Formula for extracting nth field from long delimited text string

Copper Contributor

I'm currently using the following formula to extract the nth field (n=7) from a text string located in cell A1 and delimited by » Char(187):

 

=MID(A1,FIND("®",SUBSTITUTE(A1,CHAR(187),"®",7))+1,FIND("®",SUBSTITUTE(A1,CHAR(187),"®",7+1))-(FIND("®",SUBSTITUTE(A1,CHAR(187),"®",7))+1))

It works, but is there a simpler formula that is more inefficient as I am using the formula many times?

 

A1 sample: »44165»No»44166»»Design & implement a new XXX system»»Insert Name»

 

Excel 2016 & Windows, but would prefer open platform solution (eg Excel for web); no vba please

 

I have looked around and also tried:
TRIM(MID(SUBSTITUTE(A1," ",REPT(" ",LEN(A1))), (N-1)*LEN(A1)+1, LEN(A1))).

This formula is simpler, but doesn't seem to work on large strings > 256 chars

 

FILTERXML("<t><s>" & SUBSTITUTE(SUBSTITUTE(E51,"&","&amp;"),CHAR(187),"</s><s>") & "</s></t>","//s["&E50&"]")

This formula has reserved chars (eg &) and does not work on web excel

3 Replies

@Katoomba Not sure if this will meet you demands, but you indicated that you would like a solution that works in Excel for the Web. Well, then perhaps the LET function will come in handy.

 

=IFERROR(
LET(
myText, A2,
Nth,B2,
Marker, "»",
Repl1,"|",
Repl2,"||",
MarkedText, SUBSTITUTE(SUBSTITUTE(myText,Marker,Repl1,Nth),Marker,Repl2,Nth),
From, FIND(Repl1,MarkedText)+1,
To, FIND(Repl2,MarkedText),
NrOfchar, To-From,
ExtractedText, MID(MarkedText,From,NrOfchar),
ExtractedText
),

 

I had some difficulties with the CHAR(187) part of your formula so I just entered the "»" as the marker to search for. Also used pipe-symbols to mark the beginning and the end of the Nth field with.

The formula is certainly not shorter than yours, but it more efficient and easier to read and maintain. A working example is located in the attached workbook.

 

Now, if you are not bound to the Excel for the Web, consider using Text-To-Columns on the data ribbon, and then select the Nth column from the output. Works in every Excel version I'm aware of except for the on-line version. You'll need an add-in to achieve it there, I believe, but I may be mistaken.

I hope you'll find it helpful.

 

 

Perhaps you could try:

=TRIM(MID(SUBSTITUTE(A1,CHAR(187),REPT(" ",LEN(A1)),8),FIND("®",SUBSTITUTE(A1,CHAR(187),"®",7))+1,LEN(A1)))

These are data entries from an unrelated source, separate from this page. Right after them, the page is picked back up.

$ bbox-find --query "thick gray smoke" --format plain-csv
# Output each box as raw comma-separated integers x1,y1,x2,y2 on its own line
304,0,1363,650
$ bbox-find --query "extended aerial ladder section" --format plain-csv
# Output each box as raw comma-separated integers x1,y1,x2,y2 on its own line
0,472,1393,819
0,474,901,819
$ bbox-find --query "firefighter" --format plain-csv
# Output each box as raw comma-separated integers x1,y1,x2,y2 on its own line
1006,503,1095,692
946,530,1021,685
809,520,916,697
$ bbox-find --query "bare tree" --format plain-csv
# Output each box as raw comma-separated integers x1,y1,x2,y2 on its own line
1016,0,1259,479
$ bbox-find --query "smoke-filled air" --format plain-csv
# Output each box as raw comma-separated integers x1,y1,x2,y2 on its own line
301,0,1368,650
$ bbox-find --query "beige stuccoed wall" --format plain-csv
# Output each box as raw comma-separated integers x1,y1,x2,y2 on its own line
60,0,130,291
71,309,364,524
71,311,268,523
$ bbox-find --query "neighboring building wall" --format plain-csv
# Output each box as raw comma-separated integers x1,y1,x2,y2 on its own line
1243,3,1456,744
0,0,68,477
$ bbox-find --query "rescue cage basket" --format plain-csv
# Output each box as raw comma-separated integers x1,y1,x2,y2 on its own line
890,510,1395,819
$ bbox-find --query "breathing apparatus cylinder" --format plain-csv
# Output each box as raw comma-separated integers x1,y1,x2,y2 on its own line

But, the first part of the formula will double the length of the string, so if you have very long strings (like 16k characters) it could exceed excel's maximum length (and may be why your other attempt isn't working as it's replacing each space with a string of spaces equal to the length of the string).

@Riny_van_Eekelen Thank you for your response and my apologies for not replying earlier as I only picked up the discussion now.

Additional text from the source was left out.